The campaign follows on from HEFORSHE movement last year, where a number of celebrities endorsed the message delivered by Emma Watson at the UN. Advocating the need for men to fight for women’s rights as well women, her speech was refreshing and cognisant. #Morewomen builds on this success by highlighting the lack of women in senior roles and positions. As a school we were already looking at Global goals so as a class we seized the opportunity to examine the role of the female, globally.
During form time the boys learned about the lack of recognition received by girls, in comparison to their male counterparts. For some members of the class, this came as a shock. “I never thought about it like that”.

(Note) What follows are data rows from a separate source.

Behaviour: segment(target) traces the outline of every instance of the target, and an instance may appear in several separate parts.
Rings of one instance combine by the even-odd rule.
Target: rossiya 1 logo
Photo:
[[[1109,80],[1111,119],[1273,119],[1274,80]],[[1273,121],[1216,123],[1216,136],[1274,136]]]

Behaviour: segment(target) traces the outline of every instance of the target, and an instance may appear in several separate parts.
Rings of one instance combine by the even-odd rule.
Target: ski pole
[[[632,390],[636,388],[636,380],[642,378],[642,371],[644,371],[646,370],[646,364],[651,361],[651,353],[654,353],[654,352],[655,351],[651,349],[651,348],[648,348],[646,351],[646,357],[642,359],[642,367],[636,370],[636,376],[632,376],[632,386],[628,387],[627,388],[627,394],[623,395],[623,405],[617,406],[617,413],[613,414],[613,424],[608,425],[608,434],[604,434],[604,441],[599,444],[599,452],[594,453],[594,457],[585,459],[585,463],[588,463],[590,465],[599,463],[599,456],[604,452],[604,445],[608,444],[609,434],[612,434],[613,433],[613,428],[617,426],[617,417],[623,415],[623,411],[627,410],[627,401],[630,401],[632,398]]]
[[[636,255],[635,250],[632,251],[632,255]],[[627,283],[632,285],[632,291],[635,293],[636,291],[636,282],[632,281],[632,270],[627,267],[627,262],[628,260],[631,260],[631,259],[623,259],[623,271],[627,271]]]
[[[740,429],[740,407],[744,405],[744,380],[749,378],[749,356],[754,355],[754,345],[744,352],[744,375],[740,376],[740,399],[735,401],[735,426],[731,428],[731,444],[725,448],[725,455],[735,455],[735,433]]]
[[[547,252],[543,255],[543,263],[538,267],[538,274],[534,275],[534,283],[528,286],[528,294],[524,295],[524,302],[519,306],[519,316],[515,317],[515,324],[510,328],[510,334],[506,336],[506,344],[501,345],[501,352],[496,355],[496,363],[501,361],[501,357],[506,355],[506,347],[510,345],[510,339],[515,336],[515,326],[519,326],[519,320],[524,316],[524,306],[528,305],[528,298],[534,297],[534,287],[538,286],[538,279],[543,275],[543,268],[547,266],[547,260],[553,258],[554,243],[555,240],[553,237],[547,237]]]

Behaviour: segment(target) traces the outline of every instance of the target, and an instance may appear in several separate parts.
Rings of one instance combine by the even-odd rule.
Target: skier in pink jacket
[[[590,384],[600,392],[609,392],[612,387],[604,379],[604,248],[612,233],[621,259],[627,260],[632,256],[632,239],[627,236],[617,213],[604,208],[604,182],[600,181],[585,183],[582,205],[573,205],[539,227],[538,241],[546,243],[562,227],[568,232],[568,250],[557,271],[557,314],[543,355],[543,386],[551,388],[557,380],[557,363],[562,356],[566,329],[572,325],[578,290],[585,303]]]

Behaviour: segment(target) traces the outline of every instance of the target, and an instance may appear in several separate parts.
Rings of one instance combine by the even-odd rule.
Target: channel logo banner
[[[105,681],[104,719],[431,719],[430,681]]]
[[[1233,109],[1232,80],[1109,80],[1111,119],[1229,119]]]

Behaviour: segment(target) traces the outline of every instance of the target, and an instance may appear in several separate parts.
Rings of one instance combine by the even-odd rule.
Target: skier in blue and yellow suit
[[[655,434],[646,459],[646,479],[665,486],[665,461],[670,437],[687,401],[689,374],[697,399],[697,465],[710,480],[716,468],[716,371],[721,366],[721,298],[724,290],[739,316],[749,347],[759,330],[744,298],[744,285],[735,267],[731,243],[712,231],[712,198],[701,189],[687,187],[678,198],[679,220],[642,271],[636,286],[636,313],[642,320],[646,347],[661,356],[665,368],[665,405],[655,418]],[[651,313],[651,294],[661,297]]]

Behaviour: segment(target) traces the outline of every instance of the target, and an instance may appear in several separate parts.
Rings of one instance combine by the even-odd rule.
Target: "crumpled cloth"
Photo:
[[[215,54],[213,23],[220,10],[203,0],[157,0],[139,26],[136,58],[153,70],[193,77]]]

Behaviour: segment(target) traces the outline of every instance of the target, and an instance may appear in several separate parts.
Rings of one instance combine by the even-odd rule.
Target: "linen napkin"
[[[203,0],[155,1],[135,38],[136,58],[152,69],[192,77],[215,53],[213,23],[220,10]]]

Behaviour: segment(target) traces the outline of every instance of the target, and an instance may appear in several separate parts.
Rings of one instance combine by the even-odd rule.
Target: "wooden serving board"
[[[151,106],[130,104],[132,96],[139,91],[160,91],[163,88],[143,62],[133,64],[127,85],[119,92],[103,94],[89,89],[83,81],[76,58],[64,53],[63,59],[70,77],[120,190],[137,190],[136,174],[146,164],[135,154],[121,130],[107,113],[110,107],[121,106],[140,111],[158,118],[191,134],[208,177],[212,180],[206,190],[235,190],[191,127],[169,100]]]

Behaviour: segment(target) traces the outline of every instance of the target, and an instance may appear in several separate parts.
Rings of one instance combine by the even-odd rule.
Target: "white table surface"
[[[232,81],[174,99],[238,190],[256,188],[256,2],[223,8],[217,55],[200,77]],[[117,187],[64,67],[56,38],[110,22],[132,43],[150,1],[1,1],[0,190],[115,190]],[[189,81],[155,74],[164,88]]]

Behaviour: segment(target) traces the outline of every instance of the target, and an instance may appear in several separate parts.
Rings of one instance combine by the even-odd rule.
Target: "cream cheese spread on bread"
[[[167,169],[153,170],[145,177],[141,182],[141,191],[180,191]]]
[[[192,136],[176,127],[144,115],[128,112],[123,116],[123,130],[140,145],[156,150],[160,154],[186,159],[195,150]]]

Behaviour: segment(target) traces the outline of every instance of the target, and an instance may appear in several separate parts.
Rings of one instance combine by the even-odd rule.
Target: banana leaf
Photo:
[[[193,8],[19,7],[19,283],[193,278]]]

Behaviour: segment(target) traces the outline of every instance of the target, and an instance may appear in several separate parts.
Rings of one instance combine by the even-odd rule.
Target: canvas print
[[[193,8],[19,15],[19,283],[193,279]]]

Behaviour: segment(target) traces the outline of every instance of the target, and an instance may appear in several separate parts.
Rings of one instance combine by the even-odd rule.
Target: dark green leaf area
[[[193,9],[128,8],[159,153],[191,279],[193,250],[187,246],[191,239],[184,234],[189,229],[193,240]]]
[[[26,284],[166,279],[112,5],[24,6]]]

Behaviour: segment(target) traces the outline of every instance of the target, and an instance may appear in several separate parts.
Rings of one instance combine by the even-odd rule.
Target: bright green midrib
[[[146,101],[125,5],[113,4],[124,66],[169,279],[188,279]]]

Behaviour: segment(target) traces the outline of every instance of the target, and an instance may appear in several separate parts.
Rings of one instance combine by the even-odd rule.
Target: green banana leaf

As a starter activity, 10P noted things they would attribute to men and women. The results were fascinating, resulting in boys questioning their own beliefs. “It was interesting to see how are opinions ultimately looked very sexist without meaning to”.
Looking at the statistics of male to female ratios in Britain, it became apparent that the majority of the class assumed women had jobs that were seen as ‘female’ without considering the spread of gender in employment. 88% of people working in high paid roles are men, leaving only 12% occupied by females. In the UK the gender pay gap stands at 17.5%, with women on average earning £5000 less a year than their male colleagues. These statistics generated a lively discussion about the glass ceiling and why equal pay is important for future generations.
As the lesson progressed we looked at the darker side of the equality argument and the abhorrent accepted practices towards women in other societies. Listening to accounts of forced female submission and abuse, forced a recalibration amongst some members of the form. “I thought it was a laugh, just girls trying to be like Beyonce until I heard some of the things women experience” Exploring the feudality of gender provision across the world enlightened the boys to the plight of females the larger humanitarian issue.
Being an all boys’ school it can be easy to forget the lack of parity available to women and girls. 10P learned about why it is so important to treat people as individuals, without bias or prejudice. And why the best societies are those that are all inclusive, not exclusive.